This recipe is best with
- Makes 2 sandwiches
- 1 tablespoon Dijon mustard
- 1 tablespoon mayonnaise
- 4 slices sourdough or whole wheat bread, each about 1/3 inch (8 mm) thick
- 2 thin slices prosciutto or Black Forest ham
- 6 ounces thinly sliced Fontina, Swiss, or mozzarella cheese
- 1 firm but ripe Roma tomato, trimmed and cut crosswise into 8 slices
- 4 fresh basil leaves
- Freshly ground black pepper
- In a small bowl, stir together the mustard and mayonnaise. With a basting brush or the back of a teaspoon or tablespoon, spread the mixture evenly over one side of each slice of bread.
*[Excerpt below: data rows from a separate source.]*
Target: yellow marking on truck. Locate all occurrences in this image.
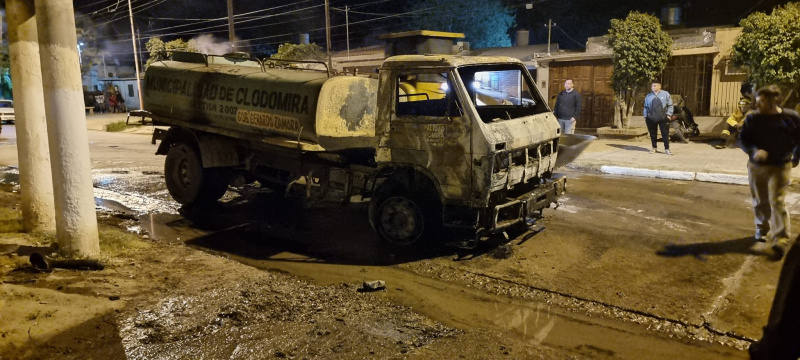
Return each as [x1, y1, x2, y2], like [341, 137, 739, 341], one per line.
[236, 109, 301, 134]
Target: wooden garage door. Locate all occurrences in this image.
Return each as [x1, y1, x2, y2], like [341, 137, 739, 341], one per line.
[548, 60, 614, 129]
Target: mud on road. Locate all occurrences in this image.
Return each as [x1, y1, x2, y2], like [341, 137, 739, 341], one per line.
[1, 184, 569, 359]
[0, 168, 771, 359]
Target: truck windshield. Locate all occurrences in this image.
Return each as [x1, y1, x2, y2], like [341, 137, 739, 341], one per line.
[456, 64, 548, 122]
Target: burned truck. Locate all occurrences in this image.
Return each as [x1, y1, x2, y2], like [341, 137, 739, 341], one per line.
[144, 52, 567, 246]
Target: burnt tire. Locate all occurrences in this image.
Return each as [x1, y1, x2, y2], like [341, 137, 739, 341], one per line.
[165, 143, 229, 205]
[370, 193, 428, 247]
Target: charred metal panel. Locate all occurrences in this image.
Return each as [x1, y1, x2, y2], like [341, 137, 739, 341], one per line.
[316, 76, 379, 150]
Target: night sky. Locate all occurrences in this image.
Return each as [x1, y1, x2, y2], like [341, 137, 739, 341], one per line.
[69, 0, 795, 61]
On a large, clean plate or platter, turn the bread slices plain sides up.
- Evenly distribute half of the cheese over 2 of the bread slices.
- Place 2 basil leaves on top of the cheese on each of the 2 slices. Neatly drape a slice of prosciutto on top of the basil leaves. Arrange 4 tomato slices on top of each slice of prosciutto. Generously season the tomatoes with freshly ground black pepper and then cover them evenly with the remaining cheese. Cover each sandwich neatly with another slice of bread, placing the slice with its mustard-mayonnaise side facing outward.
- Preheat an electric panini maker or a hinged countertop grill, following the manufacturer´s instructions, or heat a heavy skillet or griddle over medium-high heat. Depending on your appliance or cookware´s size, carefully place one or both sandwiches into the panini maker, grill, or skillet, or on the griddle, and cook until the bread is deep golden brown and crisp on both sides and the cheese is melted. If using the skillet or griddle, press down occasionally with the back of a metal spatula to help seal the sandwiches. Cooking time should be about 4 minutes total in the panini maker or hinged grill; or 4 minutes per side with the skillet or griddle.
- With a sharp knife, cut each sandwich diagonally in half if serving as a main dish; or cut it in quarters or eighths if serving as an hors-d´oeuvre.